In our analysis, the within-region variance components of the 24-HDR showed greater variation than their DQ counterparts, and the resulting ICC values were therefore consistently lower for 24-HDR than for DQ measurements, particularly for tomato intake. In addition, within-region variability, for both the 24-HDR and DQ, overall was higher than the aggregate counterparts. This finding suggests that, although some of the within-region variability is likely to be the result of measurement errors, a sizable part of the overall variability comes from the individual component.
This analysis showed that within-region correlations were consistently lower for 24-HDR compared with DQ measurements. However, especially for total fruit and tomato intake, correlation coefficients at the individual level for the 24-HDR were rather close to within-region DQ values, thus suggesting that a single 24-HDR record for assessment of intake of some specific fruits and vegetables in Europe can be relatively valid for actual average intake.

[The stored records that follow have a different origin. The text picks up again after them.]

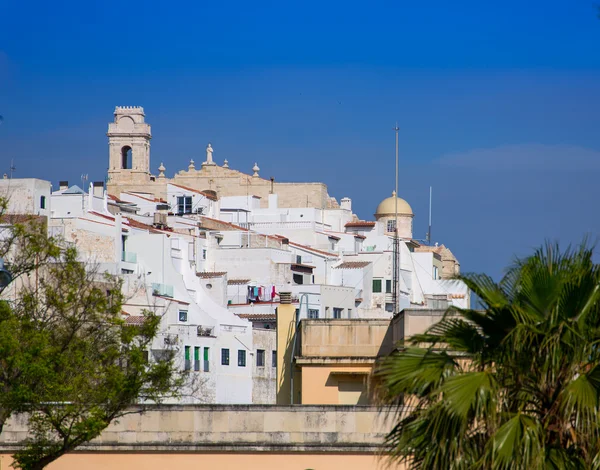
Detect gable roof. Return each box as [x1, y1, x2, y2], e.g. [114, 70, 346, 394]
[333, 261, 371, 269]
[168, 183, 217, 201]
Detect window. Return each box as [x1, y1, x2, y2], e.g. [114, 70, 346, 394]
[121, 145, 131, 170]
[256, 349, 265, 367]
[204, 348, 210, 372]
[177, 196, 192, 214]
[194, 346, 200, 372]
[238, 349, 246, 367]
[221, 349, 229, 366]
[184, 346, 192, 370]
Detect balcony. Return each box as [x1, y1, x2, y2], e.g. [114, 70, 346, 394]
[196, 325, 214, 336]
[152, 282, 173, 297]
[121, 251, 137, 263]
[300, 319, 393, 358]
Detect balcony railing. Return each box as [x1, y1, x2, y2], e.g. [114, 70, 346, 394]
[121, 251, 137, 263]
[196, 325, 213, 336]
[152, 282, 173, 297]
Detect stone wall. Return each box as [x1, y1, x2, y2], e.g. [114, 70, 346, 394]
[300, 318, 392, 357]
[107, 165, 338, 209]
[0, 405, 392, 454]
[252, 328, 277, 405]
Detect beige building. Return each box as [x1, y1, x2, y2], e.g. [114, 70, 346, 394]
[106, 106, 339, 209]
[277, 294, 445, 405]
[0, 405, 403, 470]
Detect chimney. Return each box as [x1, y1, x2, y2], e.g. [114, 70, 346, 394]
[340, 197, 352, 211]
[269, 194, 279, 209]
[92, 181, 104, 198]
[279, 292, 292, 304]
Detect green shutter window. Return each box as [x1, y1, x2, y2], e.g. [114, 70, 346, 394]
[204, 348, 210, 372]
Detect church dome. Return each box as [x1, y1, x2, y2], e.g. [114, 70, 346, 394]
[375, 192, 414, 219]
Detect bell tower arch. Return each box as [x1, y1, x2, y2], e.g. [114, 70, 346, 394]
[106, 106, 152, 185]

As expected, between-region correlation coefficients were higher for standardized 24-HDR than for DQ measurements, with the exception of carrot intake, where DQ measurements showed better agreement with plasma alpha-carotenoid levels at the ecologic level. Exclusion of nonconsumers of carrots, defined according to DQ measurements, as well as adjustment for season, did not change these findings. The high correlation values observed from the between-region component suggest that biomarker levels, as well as dietary measurements, perform fairly accurately in discriminating population-level consumption. Given the relatively large sample size in each region, the reliability of aggregated information is higher than the reliability of individual measurements (3, 12
), which are subject to random and systematic measurement error.

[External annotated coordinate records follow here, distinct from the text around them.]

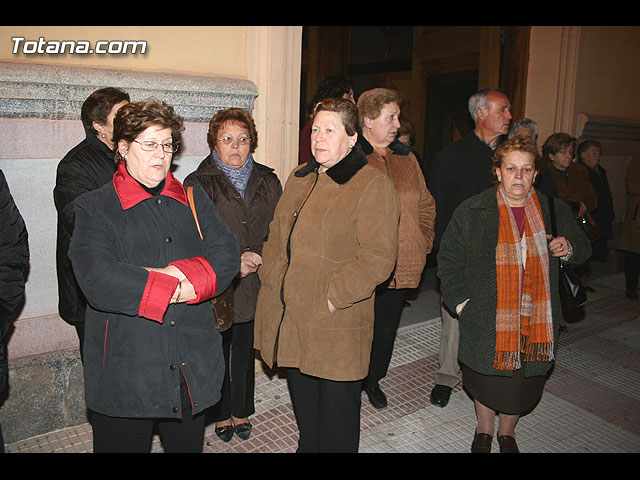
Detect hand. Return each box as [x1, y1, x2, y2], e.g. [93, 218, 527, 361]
[170, 278, 198, 303]
[547, 235, 573, 257]
[142, 265, 187, 281]
[327, 300, 336, 313]
[238, 251, 262, 278]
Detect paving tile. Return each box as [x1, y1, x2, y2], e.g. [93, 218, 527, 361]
[6, 274, 640, 454]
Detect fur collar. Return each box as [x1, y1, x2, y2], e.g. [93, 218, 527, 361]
[295, 144, 368, 185]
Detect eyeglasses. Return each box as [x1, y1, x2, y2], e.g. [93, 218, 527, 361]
[134, 140, 179, 153]
[218, 135, 251, 145]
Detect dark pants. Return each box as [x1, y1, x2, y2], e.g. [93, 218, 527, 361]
[287, 368, 362, 453]
[624, 252, 640, 292]
[211, 321, 256, 422]
[89, 376, 205, 453]
[363, 288, 406, 387]
[73, 322, 84, 364]
[91, 411, 205, 453]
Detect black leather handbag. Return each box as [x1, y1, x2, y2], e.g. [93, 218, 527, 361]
[549, 197, 587, 308]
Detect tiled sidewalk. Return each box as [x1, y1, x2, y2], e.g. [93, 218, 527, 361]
[7, 275, 640, 453]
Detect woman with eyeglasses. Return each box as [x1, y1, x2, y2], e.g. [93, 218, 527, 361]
[69, 100, 240, 452]
[184, 108, 282, 442]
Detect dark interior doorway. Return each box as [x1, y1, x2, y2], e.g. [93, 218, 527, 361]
[423, 70, 478, 181]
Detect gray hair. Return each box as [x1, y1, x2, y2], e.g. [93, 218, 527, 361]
[469, 88, 506, 123]
[509, 118, 538, 142]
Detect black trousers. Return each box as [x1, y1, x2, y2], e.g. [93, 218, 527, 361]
[287, 368, 362, 453]
[211, 320, 256, 422]
[624, 252, 640, 292]
[90, 411, 205, 453]
[363, 288, 406, 388]
[89, 376, 205, 453]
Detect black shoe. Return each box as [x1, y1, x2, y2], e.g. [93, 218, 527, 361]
[471, 432, 493, 453]
[233, 422, 253, 440]
[429, 385, 453, 408]
[214, 425, 233, 442]
[364, 383, 387, 410]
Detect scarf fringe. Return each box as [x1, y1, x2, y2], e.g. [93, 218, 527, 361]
[493, 335, 555, 370]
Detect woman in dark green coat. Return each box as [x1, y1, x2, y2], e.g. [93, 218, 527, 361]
[438, 138, 591, 452]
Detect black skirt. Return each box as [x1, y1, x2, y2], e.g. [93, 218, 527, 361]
[462, 365, 547, 415]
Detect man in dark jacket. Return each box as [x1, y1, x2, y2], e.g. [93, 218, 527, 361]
[577, 140, 615, 262]
[53, 88, 129, 357]
[429, 88, 511, 407]
[0, 170, 29, 452]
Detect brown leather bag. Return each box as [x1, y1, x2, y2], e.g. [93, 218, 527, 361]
[187, 187, 233, 332]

Overall, the total correlation coefficients were closer to the within-region coefficients, especially for 24-HDR measurements, as a result of moderate ICC values observed for plasma biomarker levels and dietary intakes. The total correlations were consistently higher for DQ than for 24-HDR measurements. These results are partially driven by the higher ICC values observed for the DQ, determined by the great variation at the individual level observed by using one single 24-HDR measurement per subject.
For a comprehensive understanding of these results, note that it is not realistic to assume that between- and within-region variation in dietary intake of specific fruits and vegetables can account for all of the variability observed in plasma carotenoid levels because the sources of these carotenoids overlap widely between different fruits and vegetables. Throughout our study, it was assumed that the differences in bioavailability and absorption of carotenoids are random between subjects and did not bias the levels of carotenoids from the different countries in one direction or the other. However, we cannot exclude the possibility of bias introduced by difference in the bioavailability of carotenoids.

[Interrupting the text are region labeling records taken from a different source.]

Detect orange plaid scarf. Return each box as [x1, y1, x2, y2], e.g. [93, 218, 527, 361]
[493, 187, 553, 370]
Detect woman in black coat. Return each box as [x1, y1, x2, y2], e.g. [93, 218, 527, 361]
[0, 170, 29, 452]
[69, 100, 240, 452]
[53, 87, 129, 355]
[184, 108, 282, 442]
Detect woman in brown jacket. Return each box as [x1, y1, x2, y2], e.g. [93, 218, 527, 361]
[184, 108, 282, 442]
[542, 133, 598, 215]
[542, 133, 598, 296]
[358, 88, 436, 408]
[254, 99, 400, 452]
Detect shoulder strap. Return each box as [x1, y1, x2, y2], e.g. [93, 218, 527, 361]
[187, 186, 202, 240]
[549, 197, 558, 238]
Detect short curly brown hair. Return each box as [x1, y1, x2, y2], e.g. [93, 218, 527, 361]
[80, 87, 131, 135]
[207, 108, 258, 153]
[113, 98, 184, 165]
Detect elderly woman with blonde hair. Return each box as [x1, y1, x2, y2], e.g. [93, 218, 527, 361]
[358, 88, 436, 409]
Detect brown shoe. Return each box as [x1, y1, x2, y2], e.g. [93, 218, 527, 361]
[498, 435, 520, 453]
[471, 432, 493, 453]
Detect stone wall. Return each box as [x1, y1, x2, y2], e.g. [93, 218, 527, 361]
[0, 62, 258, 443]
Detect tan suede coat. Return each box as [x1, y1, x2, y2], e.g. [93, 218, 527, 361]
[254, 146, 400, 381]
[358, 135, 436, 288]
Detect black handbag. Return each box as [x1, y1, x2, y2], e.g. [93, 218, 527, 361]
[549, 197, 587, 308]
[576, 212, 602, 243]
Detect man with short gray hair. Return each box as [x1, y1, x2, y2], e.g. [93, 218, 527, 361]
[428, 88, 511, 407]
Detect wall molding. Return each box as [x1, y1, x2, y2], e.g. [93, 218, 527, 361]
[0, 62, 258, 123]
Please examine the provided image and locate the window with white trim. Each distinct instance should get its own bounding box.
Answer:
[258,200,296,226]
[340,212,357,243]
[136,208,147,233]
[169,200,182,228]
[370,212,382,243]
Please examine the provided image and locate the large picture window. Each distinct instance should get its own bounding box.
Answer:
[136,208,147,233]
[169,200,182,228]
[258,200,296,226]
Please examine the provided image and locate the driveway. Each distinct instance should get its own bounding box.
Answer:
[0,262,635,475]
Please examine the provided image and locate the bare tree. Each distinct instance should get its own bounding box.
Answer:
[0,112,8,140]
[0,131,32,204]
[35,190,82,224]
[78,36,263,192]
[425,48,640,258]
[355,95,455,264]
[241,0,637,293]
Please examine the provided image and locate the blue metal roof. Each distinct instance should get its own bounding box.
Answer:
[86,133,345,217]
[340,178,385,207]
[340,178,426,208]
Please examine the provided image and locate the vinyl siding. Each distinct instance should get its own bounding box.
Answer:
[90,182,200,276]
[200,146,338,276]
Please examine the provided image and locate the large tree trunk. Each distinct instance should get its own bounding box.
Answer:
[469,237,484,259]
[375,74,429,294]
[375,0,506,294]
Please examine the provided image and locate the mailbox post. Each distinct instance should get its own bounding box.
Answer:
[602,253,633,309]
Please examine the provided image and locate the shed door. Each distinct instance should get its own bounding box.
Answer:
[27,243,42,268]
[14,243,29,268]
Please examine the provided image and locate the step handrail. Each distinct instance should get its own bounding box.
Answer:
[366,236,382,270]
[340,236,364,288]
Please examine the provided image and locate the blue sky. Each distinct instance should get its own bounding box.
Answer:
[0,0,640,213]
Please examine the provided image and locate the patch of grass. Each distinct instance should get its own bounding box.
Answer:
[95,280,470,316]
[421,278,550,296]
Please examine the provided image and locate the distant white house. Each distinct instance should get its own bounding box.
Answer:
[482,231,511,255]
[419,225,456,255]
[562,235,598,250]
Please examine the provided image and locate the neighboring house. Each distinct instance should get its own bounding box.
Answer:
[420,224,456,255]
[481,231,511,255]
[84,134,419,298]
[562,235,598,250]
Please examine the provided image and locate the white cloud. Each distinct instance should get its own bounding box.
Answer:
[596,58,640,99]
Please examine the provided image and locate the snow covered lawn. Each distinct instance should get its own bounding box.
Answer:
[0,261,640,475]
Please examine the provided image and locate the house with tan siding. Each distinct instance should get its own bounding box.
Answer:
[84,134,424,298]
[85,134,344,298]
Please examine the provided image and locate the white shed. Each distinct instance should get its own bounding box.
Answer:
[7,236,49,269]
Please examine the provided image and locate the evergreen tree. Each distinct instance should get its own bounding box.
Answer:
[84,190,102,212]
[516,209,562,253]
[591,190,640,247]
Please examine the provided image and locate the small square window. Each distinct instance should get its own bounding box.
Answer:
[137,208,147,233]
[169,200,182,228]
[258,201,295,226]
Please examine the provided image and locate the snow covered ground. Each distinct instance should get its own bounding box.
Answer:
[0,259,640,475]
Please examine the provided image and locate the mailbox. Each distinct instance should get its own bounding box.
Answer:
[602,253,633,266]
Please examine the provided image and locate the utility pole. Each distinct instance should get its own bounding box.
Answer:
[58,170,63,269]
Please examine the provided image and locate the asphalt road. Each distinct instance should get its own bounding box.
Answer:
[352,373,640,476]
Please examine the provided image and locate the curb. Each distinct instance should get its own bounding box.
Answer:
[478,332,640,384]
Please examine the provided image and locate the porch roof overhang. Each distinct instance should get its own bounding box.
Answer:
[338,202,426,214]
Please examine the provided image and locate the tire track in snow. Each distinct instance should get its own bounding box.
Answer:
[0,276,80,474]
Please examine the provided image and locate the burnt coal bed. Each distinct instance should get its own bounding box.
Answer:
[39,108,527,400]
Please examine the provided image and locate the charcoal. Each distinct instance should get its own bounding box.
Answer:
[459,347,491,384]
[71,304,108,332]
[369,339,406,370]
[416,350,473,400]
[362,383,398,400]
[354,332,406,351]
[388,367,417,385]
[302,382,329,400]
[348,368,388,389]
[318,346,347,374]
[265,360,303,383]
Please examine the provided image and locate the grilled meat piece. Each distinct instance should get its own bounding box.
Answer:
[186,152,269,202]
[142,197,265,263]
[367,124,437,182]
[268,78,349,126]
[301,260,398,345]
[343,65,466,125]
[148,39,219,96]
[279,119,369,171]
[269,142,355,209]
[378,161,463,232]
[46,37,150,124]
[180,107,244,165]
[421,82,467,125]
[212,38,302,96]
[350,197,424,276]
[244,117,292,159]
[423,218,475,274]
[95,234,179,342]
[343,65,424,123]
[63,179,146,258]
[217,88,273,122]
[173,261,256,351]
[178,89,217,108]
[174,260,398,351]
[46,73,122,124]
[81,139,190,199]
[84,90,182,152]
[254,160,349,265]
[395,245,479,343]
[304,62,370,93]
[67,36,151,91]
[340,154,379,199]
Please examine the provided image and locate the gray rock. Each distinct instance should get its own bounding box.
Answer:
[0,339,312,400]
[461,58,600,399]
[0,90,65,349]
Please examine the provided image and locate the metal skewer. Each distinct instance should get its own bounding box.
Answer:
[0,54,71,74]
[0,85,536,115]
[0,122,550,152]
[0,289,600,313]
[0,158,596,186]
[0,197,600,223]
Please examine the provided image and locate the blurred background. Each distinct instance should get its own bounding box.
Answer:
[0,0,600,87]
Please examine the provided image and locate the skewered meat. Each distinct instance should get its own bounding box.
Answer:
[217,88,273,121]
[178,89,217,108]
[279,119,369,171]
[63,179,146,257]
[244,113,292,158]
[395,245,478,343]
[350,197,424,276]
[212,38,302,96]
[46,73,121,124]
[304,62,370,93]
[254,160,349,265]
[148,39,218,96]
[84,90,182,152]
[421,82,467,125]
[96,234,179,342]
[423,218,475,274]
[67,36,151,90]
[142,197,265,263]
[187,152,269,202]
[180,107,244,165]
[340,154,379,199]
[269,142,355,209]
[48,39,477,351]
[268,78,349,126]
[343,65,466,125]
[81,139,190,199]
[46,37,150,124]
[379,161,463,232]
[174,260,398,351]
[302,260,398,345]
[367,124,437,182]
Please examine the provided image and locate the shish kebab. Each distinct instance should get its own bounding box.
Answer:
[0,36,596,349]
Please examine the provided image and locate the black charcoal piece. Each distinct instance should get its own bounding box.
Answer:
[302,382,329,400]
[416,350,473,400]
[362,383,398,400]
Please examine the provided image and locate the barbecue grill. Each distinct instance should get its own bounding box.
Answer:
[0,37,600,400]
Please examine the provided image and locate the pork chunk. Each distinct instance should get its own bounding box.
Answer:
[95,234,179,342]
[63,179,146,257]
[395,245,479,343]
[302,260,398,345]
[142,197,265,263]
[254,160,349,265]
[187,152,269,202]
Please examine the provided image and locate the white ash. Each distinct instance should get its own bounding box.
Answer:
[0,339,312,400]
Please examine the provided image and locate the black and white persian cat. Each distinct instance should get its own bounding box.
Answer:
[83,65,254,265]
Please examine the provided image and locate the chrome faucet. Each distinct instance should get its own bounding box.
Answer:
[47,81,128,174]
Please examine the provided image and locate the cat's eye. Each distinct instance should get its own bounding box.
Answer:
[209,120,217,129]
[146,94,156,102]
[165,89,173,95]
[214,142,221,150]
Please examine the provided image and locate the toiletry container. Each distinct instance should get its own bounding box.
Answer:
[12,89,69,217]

The approach used in these analyses is of great importance in investigating the association between plasma levels and specific dietary variables by disentangling the within- and between-region components of the correlation coefficient and evaluating the contribution of each component to the overall coefficient. In addition, with this approach, it is possible to investigate the sources of variability in a quantity of interest and to explore the association between two variables by evaluating the predictive power of one (independent) variable on the total variability of another (dependent) variable.
Individual and aggregate associations have different interpretations (19, 21
, 22
). At the individual level, the association between dietary and biomarker measurements reflects the metabolic absorption, transport, and excretion of fruit and vegetable components related to the quantification of subjects' carotenoid levels in blood. At the aggregate level, this association is the result of ecologic agreement, without inference about the possible biologic mechanism that drives the individual-level association. Although the association between two variables is supposed to be rather similar at the aggregate and individual levels, this is often not the case because several intervening factors, particularly related to exposure assessment, can make the two associations rather heterogeneous (23
).
Taking advantage of the uniqueness of the EPIC data, where the variability of data has a within- and a between-populations component and where the three main dietary assessment methods were used (DQ, 24-HDR, and plasma carotenoid level), we were able to highlight how these different correlation components can influence the overall correlation. In our analyses, by evaluating aggregate and individual variability of exposure and deeply investigating the characteristics of the dietary instruments used as well as their differing accuracy in providing aggregate versus individual-level estimates of intake, we attempted to take into account multiple operating forces to better understand the observed heterogeneity.
In our example, we presented the components of variability and the associations between two variables at different levels of evidence, and we showed that the correlation between carotenoids and intake of certain fruits and vegetables is reasonably good. As observed previously (21, 24
), results from the present analysis suggest that the between-region variability in exposure provides a reliable amount of information that could be exploited in EPIC when evaluating the association between dietary exposure and disease, in a framework in which both individual and aggregate levels of evidence are estimated simultaneously.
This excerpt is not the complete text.